The Department of Finance (DOF) is proposing that Land Bank of the Philippines (LandBank) and Development Bank of the Philippines (DBP) be authorized, through a holding company structure, to make equity investments in companies critical to national interest that are now experiencing solvency problems, subject to stringent conditions.
These conditions include limits on dividends; non-dilution of equity; limits on the bonuses, allowances, retention and incentives of the senior company executives; clawbacks on bonuses; no golden parachutes; and the curtailment of luxury expenditures such as private aviation and transportation services.
“Right now we are suggesting that Landbank and DBP organize a new government-owned and -controlled corporation (GOCC), and that GOCC will be capitalized, and will be empowered to make investments in companies that are that are important to the national interest, and that need injections of capital in the form of preferred shares in the form of ordinary common shares or whatever,” Dominguez said during the Sulong Pilipinas press briefing yesterday.
“We are still studying the total capitalization initially needed, but definitely we will be inviting others to invest in this vehicle as well,” he added.
Dominguez said once this joint venture investment company is organized, the plan is to invite multilateral agencies, foreign and domestic investment companies to participate in this company.
“The potential investors could be the private sector arms of the multilateral agencies or private sector investors, in both domestic and foreign, and we would like to invite them, so that we can enhance our expertise in evaluating these loans,” Dominguez said.

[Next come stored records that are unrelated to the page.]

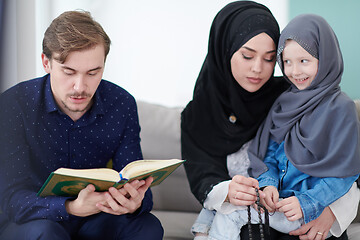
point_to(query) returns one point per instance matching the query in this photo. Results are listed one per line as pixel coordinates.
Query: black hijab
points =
(217, 95)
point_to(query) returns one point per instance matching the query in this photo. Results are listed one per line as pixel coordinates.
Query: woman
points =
(233, 94)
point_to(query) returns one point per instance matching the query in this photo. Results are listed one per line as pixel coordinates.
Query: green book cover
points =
(69, 182)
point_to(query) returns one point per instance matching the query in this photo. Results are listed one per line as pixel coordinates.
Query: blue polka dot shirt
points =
(37, 138)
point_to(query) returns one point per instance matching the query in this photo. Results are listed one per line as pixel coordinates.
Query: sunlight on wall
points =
(158, 47)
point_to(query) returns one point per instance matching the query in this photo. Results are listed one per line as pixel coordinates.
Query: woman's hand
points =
(317, 229)
(291, 208)
(271, 198)
(242, 191)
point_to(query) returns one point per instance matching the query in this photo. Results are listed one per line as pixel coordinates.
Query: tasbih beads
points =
(261, 226)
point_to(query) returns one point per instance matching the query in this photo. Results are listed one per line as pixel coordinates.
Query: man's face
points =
(74, 82)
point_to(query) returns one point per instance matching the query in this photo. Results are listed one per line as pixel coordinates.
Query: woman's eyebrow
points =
(253, 50)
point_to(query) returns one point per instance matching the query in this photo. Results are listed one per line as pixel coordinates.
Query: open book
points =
(69, 182)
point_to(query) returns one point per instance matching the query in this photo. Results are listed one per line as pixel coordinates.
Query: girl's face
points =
(299, 65)
(253, 64)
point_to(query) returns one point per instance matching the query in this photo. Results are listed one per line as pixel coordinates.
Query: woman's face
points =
(253, 64)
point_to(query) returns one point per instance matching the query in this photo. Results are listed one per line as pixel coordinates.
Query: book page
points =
(105, 174)
(144, 166)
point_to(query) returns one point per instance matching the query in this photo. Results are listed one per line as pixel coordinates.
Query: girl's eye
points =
(68, 72)
(246, 57)
(270, 59)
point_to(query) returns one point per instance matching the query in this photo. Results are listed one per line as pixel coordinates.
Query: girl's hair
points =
(73, 31)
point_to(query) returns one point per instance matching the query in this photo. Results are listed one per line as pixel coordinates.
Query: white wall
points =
(19, 42)
(158, 46)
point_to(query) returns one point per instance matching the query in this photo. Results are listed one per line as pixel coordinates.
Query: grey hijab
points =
(318, 124)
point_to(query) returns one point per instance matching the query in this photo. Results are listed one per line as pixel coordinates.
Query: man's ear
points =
(45, 62)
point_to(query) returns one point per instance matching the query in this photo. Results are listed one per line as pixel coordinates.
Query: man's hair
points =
(73, 31)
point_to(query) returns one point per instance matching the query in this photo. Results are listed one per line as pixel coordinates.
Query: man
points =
(71, 118)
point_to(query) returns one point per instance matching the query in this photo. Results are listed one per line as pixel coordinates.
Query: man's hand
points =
(291, 208)
(127, 199)
(271, 198)
(85, 204)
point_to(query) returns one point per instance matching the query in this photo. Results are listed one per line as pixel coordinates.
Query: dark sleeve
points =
(203, 170)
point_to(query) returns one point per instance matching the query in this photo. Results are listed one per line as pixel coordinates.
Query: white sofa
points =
(174, 203)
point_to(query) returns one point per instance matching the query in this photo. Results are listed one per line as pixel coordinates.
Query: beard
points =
(76, 95)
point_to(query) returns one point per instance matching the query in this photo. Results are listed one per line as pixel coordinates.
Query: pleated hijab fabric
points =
(318, 124)
(217, 95)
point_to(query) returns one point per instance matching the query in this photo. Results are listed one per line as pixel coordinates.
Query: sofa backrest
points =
(160, 139)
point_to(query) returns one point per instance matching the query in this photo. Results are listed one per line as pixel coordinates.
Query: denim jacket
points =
(313, 193)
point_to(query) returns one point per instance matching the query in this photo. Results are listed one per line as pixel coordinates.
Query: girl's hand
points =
(317, 229)
(291, 208)
(242, 191)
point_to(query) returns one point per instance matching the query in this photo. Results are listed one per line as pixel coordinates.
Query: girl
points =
(308, 129)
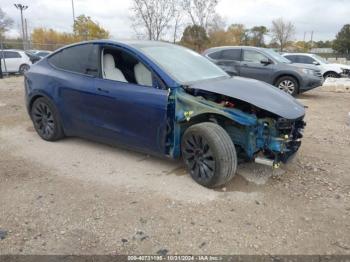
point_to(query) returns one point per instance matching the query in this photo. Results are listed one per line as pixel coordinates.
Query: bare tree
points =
(282, 32)
(154, 16)
(5, 23)
(177, 21)
(201, 12)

Dominguez said while he doesn’t have a firmed up list of companies that will qualify as of the moment, most likely he said they will be in the transportation and manufacturing sectors.
“You have to realize that companies now are experiencing two types of problems. The first problem is a liquidity problem. Their sales are down, and therefore, they have to borrow more money, or extend the loans, with regards to, to continue surviving. Some companies on the other hand have solvency problems, solvency means, you owe too much in relation to your capital. Banks as banks can solve liquidity problems, they can lend more money, or they can extend the term of the loan to accommodate the drop in revenues,” Dominguez said.
“However, banks cannot solve solvency problems, whereby the company has borrowed already so much and cannot borrow any more money or extend any more loans, because it will endanger the life of the enterprise. That is where you need investment,” he added.